Booting WinPE from a CD-ROM/DVD
Servicing a Windows image requires additional temporary storage space. For WinPE RAM disks, you might need additional RAM. In addition to the RAM requirements of your WinPE image, additional RAM is required to process updates. The amount of RAM that is required depends on the size of the updates that you intend to apply. Ensure that your computer has sufficient RAM.
Scan for Corruption and Verify the Integrity of System Files
Before you deliver a computer to an end user, you should verify the integrity of Windows system files. You can use the /Cleanup-Image option to identify file corruption and perform repair operations on the image. For more information about the /Cleanup-Image option in DISM, see DISM Operating System Package Servicing Command-Line Options.
You can also use System File Checker (Sfc.exe) on an online or offline reference image. System File Checker is released with all versions of Windows.System File Checker requires elevated permissions, and you must be an Administrator to run it. It scans all protected files to verify the file versions. To verify only the integrity of the Windows system files, run the sfc.exe /verifyonly option. For complete command-line syntax, at an elevated command prompt, type sfc.exe /?.
Running Sfc.exe can take a significant amount of time. The expected result is that there are no system integrity violations. However, if there are problems with Windows system files, you should investigate the issues. We do not recommend that you use the Sfc.exe scan options to automatically fix Windows system files.
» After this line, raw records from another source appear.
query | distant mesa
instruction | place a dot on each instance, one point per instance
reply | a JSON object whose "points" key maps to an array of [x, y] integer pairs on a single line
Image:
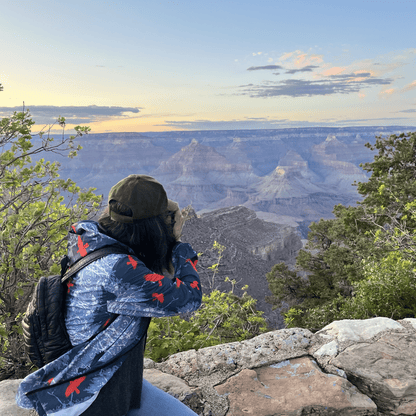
{"points": [[298, 173]]}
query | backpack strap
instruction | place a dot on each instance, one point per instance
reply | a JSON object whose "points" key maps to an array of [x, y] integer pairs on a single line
{"points": [[89, 258], [85, 261]]}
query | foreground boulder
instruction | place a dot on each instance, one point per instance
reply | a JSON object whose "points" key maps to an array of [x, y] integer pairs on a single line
{"points": [[350, 367]]}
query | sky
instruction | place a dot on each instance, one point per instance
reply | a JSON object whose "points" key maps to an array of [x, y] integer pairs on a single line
{"points": [[141, 66]]}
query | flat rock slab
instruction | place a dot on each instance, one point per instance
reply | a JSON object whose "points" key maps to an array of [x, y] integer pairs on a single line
{"points": [[293, 387], [384, 370], [176, 387]]}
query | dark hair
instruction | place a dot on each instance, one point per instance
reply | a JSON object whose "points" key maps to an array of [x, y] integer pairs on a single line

Improving Security for Windows Images
Your Windows images contain custom configuration data, custom applications, and other intellectual property. There are several ways to improve the security of your Windows images, both online and offline.
Restrict access to Windows images. Depending on your environment, you can edit the access control lists (ACLs) or permissions on a file. Only approved accounts can have access to Windows images.
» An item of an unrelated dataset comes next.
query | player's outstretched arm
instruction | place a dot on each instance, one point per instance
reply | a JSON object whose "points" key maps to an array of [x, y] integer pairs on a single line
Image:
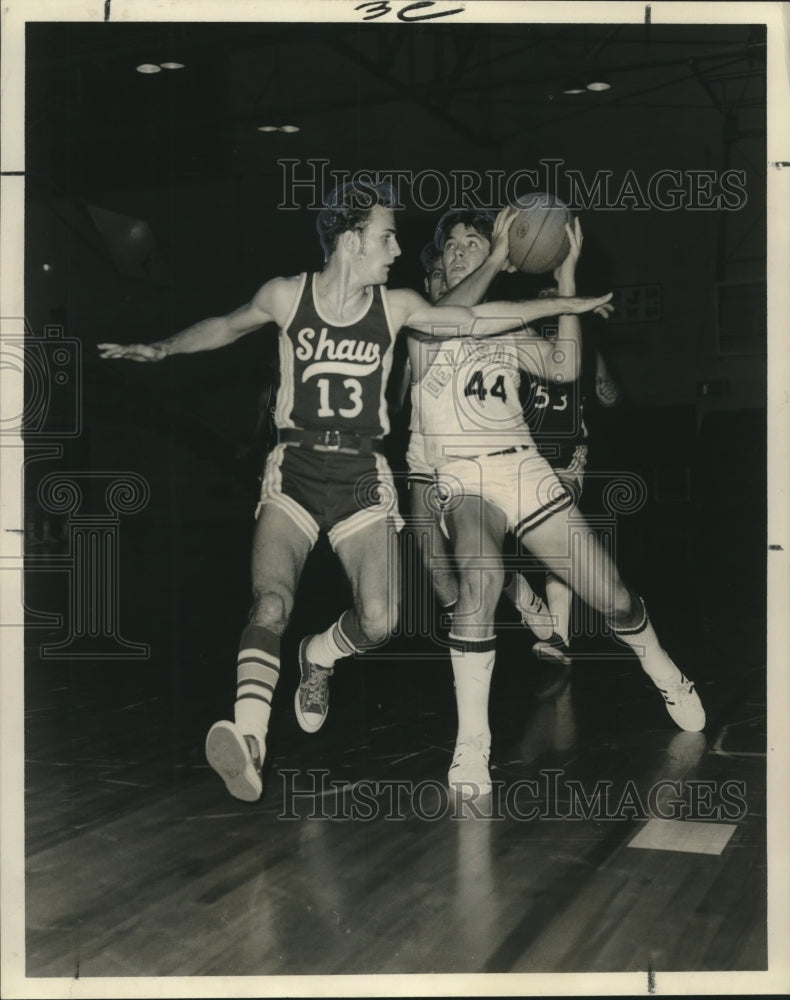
{"points": [[270, 304], [486, 320]]}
Update your Windows images with the latest fixes and software updates. There are many ways you can service a Windows image. After servicing your Windows image, test the validity and stability of the computer.
During Windows installation, configure the computer to automatically download and install Windows updates. This extends installation time, but ensures that the Windows image that you are installing contains the latest updates. For more information, see the
DynamicUpdatesetting in the Microsoft-Windows-Setup component in the Unattended Windows Setup Reference.